Почему перевел сюда — пожалел, хочет добра?.. Здесь добра не хотят, не жалеют, я должен отработать, отслужить за «пожалел», за добро придется заплатить… Бедаревым. А почему бы не… Что мне до него, кто он такой?.. И он пытается вспомнить, сложить все, что о нем слышал, а он уже позабыл, зачем было вслушиваться, запоминать… Обрывки не складываются: морячок, рассказчик, гуляка, бабник… Как же, роман со старшей сестрой в больничке, с той самой, у которой что-то с майором… Его передергивает, когда он вспоминает белый халат, как натянутая перчатка, шприц в руке, как нож… «Если ты сболтнешь в камере хоть слово из того, что слышал…» —«Я ничего не слышал, я ничего не знаю, я ничего не…»
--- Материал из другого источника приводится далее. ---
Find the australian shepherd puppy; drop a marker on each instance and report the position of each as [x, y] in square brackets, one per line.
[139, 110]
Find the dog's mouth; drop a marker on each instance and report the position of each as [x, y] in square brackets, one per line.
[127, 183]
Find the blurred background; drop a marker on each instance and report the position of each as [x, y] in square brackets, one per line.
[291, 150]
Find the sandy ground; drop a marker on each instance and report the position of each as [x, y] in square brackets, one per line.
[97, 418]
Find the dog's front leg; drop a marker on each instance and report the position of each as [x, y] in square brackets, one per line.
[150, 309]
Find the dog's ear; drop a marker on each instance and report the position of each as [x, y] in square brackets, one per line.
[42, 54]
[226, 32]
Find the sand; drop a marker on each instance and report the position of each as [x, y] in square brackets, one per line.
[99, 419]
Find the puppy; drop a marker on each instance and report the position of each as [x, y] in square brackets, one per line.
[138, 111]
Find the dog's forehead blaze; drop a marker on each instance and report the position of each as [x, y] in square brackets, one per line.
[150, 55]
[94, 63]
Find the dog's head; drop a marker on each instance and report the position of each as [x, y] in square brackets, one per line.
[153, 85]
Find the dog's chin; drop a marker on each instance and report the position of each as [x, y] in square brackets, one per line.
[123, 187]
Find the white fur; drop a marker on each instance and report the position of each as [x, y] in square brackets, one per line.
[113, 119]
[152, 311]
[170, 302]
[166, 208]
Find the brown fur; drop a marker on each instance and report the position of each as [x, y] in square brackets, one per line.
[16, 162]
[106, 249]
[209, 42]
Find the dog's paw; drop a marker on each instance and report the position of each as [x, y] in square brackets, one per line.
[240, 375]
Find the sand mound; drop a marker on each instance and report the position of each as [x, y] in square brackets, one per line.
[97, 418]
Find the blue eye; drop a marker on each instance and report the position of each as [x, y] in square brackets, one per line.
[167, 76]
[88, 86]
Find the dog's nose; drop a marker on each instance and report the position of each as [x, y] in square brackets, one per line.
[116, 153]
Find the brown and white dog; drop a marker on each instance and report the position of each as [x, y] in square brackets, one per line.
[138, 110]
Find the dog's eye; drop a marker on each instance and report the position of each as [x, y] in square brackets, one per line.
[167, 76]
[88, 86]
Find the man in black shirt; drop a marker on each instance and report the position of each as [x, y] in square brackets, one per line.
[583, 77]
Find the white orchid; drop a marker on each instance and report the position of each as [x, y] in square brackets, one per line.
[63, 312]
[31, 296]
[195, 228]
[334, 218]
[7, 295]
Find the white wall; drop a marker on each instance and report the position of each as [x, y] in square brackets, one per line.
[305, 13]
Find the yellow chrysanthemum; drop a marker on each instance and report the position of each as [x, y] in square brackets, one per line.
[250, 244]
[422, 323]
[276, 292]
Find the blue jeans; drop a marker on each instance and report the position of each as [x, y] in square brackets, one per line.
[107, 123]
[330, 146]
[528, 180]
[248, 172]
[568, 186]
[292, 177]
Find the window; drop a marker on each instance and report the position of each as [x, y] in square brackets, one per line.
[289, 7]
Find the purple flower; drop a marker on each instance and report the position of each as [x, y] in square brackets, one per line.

Он лежит возле сортира, после жуткой камеры, из которой он сегодня «выломился», все здесь кажется чудом: тишина, бубнит радио, кто-то вполголоса разговаривает, на выскобленном столе пепельницы-самоделки, на стенах картинки из журналов, чистота, ветерок шуршит бумажным пакетом на решетке окна… За это надо платить, думает он, за это нельзя не платить, даром такое не дается…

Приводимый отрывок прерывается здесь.